Comme par magie, Wilhelmine se trouva soudain transformée en une boule de renard bleu tandis que, sur un signe d’elle, un laquais ouvrait l’une des hautes fenêtres.

— Vous allez nous faire geler, grogna Pauline. Moi, je reste au coin du feu. Je le connais par cœur ce gamin !

— Moi, j’y vais, dit Jeanne. C’est un spectacle dont je ne me lasse pas. Un beau garçon est toujours agréable à regarder.

Hortense et Felicia échangèrent un regard. Elles éprouvaient toutes deux la même émotion, plus intense peut-être chez la Romaine qui, depuis si longtemps, se voulait vouée à la cause de Napoléon II. En silence, elles suivirent Wilhelmine sur le balcon. D’où l’on dominait non seulement la rue mais aussi, à l’arrière-plan, les arbres dessinés au fusain de la Minoritenplatz. Le temps était gris, froid et sec. Un petit vent allègre faisait bouger les branchettes des arbres et poussait par saccades un morceau de papier oublié dans la rue.
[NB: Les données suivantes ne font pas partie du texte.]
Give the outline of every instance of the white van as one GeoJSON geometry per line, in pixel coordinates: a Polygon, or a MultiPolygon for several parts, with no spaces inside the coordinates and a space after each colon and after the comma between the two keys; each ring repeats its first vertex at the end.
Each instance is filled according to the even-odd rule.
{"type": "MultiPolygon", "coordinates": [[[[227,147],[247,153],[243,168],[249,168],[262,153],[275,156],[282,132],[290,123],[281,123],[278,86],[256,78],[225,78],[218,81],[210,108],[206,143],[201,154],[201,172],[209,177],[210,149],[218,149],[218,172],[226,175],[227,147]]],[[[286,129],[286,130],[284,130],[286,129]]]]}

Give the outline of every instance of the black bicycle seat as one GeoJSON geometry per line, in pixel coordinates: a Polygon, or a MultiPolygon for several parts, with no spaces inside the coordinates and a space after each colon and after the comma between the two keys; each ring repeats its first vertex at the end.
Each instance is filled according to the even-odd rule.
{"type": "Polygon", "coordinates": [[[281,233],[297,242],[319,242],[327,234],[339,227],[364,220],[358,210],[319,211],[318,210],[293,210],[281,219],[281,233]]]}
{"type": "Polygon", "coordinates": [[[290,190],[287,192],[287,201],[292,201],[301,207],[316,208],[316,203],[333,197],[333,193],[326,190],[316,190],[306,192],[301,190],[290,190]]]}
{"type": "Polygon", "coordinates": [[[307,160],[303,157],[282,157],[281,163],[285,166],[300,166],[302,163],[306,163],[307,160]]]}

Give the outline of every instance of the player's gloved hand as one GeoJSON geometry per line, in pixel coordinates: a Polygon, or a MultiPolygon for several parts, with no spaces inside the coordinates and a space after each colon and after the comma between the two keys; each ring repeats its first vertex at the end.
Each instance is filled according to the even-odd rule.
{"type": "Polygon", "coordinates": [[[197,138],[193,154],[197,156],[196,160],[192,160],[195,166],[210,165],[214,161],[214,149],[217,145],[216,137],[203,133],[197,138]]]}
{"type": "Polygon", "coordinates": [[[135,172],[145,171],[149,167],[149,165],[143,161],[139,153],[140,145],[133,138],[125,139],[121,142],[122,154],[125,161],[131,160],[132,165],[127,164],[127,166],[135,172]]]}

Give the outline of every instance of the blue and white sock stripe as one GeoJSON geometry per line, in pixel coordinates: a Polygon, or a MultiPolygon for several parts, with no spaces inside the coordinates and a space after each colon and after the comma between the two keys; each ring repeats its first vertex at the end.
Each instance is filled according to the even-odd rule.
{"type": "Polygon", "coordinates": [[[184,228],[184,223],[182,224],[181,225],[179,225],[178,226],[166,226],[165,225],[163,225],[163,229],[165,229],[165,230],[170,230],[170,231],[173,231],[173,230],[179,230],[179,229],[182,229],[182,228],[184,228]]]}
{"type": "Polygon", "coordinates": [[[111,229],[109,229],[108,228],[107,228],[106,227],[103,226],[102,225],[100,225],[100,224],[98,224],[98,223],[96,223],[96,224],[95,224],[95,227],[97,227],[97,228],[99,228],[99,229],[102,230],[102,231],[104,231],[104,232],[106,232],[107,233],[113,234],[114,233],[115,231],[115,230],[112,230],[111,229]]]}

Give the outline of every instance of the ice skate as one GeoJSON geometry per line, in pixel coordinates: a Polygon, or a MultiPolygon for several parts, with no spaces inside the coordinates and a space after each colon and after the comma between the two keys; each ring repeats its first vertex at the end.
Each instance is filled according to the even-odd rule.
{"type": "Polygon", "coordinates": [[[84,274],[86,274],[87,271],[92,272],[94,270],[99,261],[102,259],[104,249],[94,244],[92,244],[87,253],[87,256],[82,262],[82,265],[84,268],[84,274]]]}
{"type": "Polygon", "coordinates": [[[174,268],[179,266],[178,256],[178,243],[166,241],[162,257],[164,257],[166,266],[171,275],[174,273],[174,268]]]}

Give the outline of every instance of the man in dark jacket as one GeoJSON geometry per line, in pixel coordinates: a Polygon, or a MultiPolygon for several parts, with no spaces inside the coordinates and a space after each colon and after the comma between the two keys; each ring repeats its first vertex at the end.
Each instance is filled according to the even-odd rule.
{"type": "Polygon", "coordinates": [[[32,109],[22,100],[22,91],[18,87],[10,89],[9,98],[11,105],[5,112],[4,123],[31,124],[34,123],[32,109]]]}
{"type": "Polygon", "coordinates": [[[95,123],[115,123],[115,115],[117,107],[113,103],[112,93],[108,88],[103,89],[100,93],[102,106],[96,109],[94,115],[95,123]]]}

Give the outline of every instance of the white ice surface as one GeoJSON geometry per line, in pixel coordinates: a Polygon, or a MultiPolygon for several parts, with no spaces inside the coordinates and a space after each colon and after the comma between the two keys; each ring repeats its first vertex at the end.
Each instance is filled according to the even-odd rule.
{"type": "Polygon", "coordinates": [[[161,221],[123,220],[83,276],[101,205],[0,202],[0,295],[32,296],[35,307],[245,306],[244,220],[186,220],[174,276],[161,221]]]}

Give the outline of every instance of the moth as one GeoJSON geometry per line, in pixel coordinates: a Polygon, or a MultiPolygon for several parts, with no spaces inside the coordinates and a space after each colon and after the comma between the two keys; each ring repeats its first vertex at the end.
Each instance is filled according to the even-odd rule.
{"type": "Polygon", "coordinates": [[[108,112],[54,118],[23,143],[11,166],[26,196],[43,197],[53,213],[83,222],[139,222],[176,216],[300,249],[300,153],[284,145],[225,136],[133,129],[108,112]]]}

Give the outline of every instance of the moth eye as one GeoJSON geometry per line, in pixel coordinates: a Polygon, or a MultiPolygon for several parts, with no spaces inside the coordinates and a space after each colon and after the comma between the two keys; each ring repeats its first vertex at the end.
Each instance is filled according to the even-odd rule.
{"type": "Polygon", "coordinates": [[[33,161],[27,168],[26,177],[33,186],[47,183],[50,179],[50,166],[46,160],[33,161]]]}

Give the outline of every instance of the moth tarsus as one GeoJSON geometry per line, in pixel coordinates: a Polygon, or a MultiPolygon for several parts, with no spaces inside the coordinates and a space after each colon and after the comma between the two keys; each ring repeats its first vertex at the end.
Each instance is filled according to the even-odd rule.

Pourtant, c’était tête nue que le duc de Reichstadt s’avançait au petit trot de son cheval…

Un grand manteau bleu à triple collet l’enveloppait qui ne laissait voir de son corps que ses jambes gainées de peau blanche et de hautes bottes vernies. L’air absent, son regard bleu fiché sur une ligne qui passait entre les oreilles de sa monture, il allait, sans regarder personne, sans voir les saluts des hommes et le sourire des femmes. Le vent faisait bouger sur son front l’épaisse mèche de cheveux blonds qui avait toujours tendance à retomber sur son œil. Il semblait très grand, très mince, un peu fragile. Image parfaite du prince de légende dont rêvent les jeunes filles mais avec quelque chose de menacé, de glacé qui serra le cœur d’Hortense.

Les trois officiers qui le suivaient se tenaient à quelques pas derrière lui, pourtant, la jeune femme ne put s’empêcher de voir en eux de simples geôliers. Aux uniformes près, ils ressemblaient, avec leurs regards mornes, à ceux qu’elle avait vus jadis sur la plate-forme du château du Taureau, en Bretagne, surveiller la promenade des prisonniers. L’impression fut si nette qu’elle faillit se signer, ce qui eût été, évidemment, d’un effet déplorable. Les larmes cependant lui montaient aux yeux et elle chercha à tâtons la main de Felicia qu’elle serra si fort que celle-ci comprit et lui rendit son étreinte. A cet instant précis, Hortense venait de se vouer entièrement à la cause de ce jeune prince, né le même jour qu’elle-même et qui, jusqu’à présent, lui était apparu si lointain, presque mythique. La réalité venait d’emporter tout l’enthousiasme, tout le besoin de dévouement que renfermait son cœur.

Penchée sur le balcon, Wilhelmine, après un signe assez vague adressé au jeune prince qui répondait d’une inclination de tête, pérorait inlassablement, racontant avec un grand luxe de détails ce moment glorieux qu’avait été l’entrée de son tsar au Congrès de Vienne. Mais ni Hortense ni Felicia n’entendaient. Cette dernière était devenue si pâle qu’Hortense, se penchant vers elle, chuchota :

— Prenez garde ! Vous êtes blanche comme un linge !

Felicia tressaillit et, vivement, se frotta les joues pour y rappeler le sang. D’ailleurs, on rentrait : le prince était passé et la duchesse en avait enfin fini de son morceau de bravoure.